Can you tell I like the way ‘distress oxide trials’ sounds like an significant chemical experiment? That’s why I called today’s post ‘desaturation’ rather than just ‘stamping with water! The effect does come, however, from stamping with water. I think it is my favourite technique so far. I began by blending the inks onto hot pressed watercolour paper. They do blend nicely on neenah classic crest paper but they blend even better on watercolour paper. By blending I mean sponging ink onto the paper, also called inking by some crafters.
For the these three cards I sponged three colours onto the paper and overlapped them to get nice soft blended colours. The sponging doesn’t take long, it doesn’t leave marks shaped like the edge of your applicator and it creates intense colour.
After sponging my colours over the whole panel I put the panel into my MISTI, positioned my stamp then spritzed it with water. All the stamps used for these cards are red rubber; (slapstick cling from Penny Black, names listed below) I haven’t tried with clear stamps yet. The stamp just has to hold onto the water for the technique to work.
After stamping a water print onto the blended colour, I lifted the stamp and dabbed a paper towel over the print. It left a pale image on the coloured panel.
It’s not a really sharp image but it is definitely recognisable and I love the look.
The trials are not over but if you are looking for a technique to start with try some sponging; the finish is so rich and creamy. Then if you are feeling scientific try some desaturation as well. If you have thought of a technique you’d like me to try please leave me a comment below.
Stamps: full of glee, feathery, Effulgent, stitched flowers, happy snippets (PB)
Die: tagged, omg (PB)
Inks: worn lipstick, broken china, fossilized amber, wilted violet, peeled paint distress oxide inks (Ranger) versamark, versafine onyx black & smokey gray (Tsukineko)
Papers: hot pressed watercolour paper, neenah solar white, neenah epic black, violet cardstock
Also: gold & white embossing powder, white ribbon, gold thread
This panel is another I coloured while away in Toronto. I took my watercolour pencils, some brushes and several stamped panels, some embossed others just stamped in light colours to paint over. I did a ton of walking and exploring while there but also met up with my daughter in coffee shops during the day as she was working on a thesis most of the time. She sat at her laptop, I painted for a while, drunk some tea then headed out exploring again.
I have already posted a card featuring this image stamped on black cardstock. This one was not stamped on black; it was embossed on hot pressed watercolour paper. I did all the painting with my watercolour pencils filling the flowers with pinks and purples and the leaves with a few shades of green. When I had finished there were a few spaces between flowers with no colour at all. I decided to paint them black. It really did not look very good but I packed it away and moved onto something else. When I came home and took some time to turn my panels into cards I trimmed this one back so the flowers were cropped on all sides then tried several coloured mats to frame it. The black card base ended up being the best option. Those few little black sections on the coloured panel tied in with the card base nicely. I also tried a few sentiments but ended up going without. On the inside I have glued a pale pink panel to write on.

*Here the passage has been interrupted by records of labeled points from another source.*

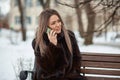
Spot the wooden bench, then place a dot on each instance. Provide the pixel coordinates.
(101, 66)
(96, 66)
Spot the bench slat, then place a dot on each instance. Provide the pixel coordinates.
(101, 72)
(101, 64)
(101, 58)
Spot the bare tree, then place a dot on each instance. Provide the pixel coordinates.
(45, 3)
(91, 23)
(22, 19)
(111, 6)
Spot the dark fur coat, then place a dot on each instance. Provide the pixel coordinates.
(58, 63)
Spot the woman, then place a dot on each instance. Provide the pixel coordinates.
(57, 55)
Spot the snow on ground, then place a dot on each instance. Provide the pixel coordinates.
(12, 49)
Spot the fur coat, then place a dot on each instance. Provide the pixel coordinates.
(58, 63)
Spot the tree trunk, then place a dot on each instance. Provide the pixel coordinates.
(91, 24)
(22, 19)
(78, 11)
(45, 3)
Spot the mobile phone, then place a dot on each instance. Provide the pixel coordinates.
(48, 30)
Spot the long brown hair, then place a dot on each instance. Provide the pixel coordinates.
(43, 23)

Thanks for dropping by; I’ll be back with my next distress oxide trial tomorrow, I think it is my favourite so far.
Stamps: Sweet Perfume (PB)
Pencils: Albrecht Durer watercolour pencils (Faber Castell)
Ink: Versamark ink
Paper: hot pressed watercolour paper, Neenah Epic black cardstock
Also: gold embossing powders, gold organza ribbon
The distress oxide trials continue with some brushstroke floral stamps. I generally use distress stains or markers with these stamps because I love to blend the colours either on the paper or the stamp to create the look of a watercolour painting. I was happy with the solid, but blended colour I achieved with the three oxide inks, quite different but muted and pretty.

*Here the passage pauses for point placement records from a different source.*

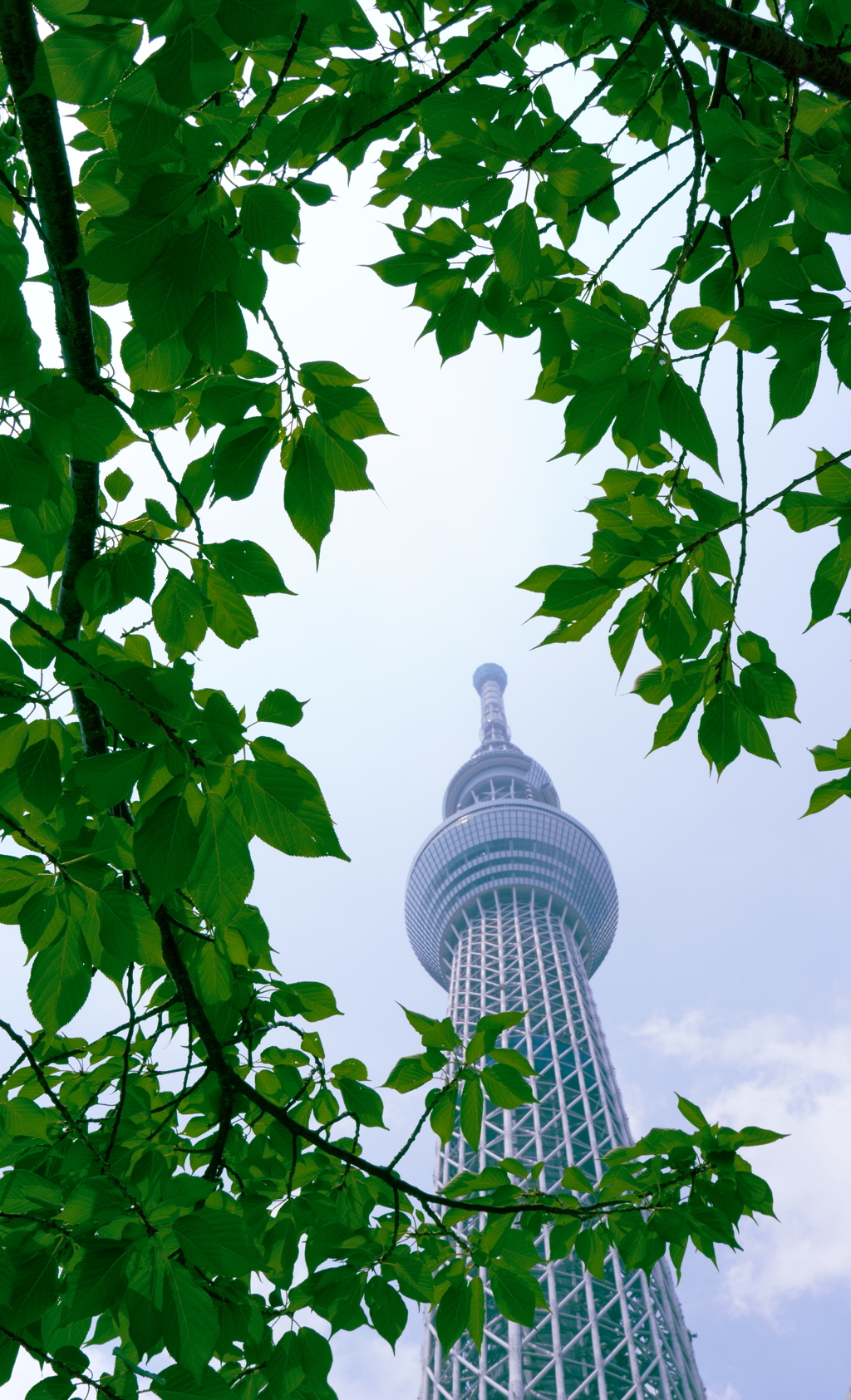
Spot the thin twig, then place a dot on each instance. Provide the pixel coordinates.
(101, 675)
(742, 468)
(619, 61)
(426, 93)
(263, 111)
(80, 1132)
(122, 1093)
(294, 408)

As with earlier experiments the blending is lovely and smooth. I was able to blend blue into both the red petals and the green leaves by using my MISTI to apply one colour at a time. I inked and stamped the petals first in fired brick, wiping off any stray ink from the leaves with a wet wipe before stamping. I inked and stamped the leaves and stems in peeled paint next. I wanted some blended accents on the both flowers and leaves so I dabbed the faded jeans ink in a few places, spritzed to soften sharp edges then stamped again. The chalky look is quite different from the original distress inks but the blending is just as smooth. I used cold pressed watercolour paper so there is some nice texture showing through the solid ink.
I probably could have stamped the sentiment in faded jeans oxide ink but I my ink of choice for sentiments continues to be versafine. The majestic blue co-ordinated beautifully and I was able to find the same colour for my mat also.
Thank you for your responses to my first distress oxide post; I am interested to hear what other people are trying and happy to prove any insights as I experiment. I know some people are wondering whether it is worth getting the distress oxides if you have the original distress inks. I will give some feedback as I post my experiments and then give a wrap up when I’ve tried a range of techniques.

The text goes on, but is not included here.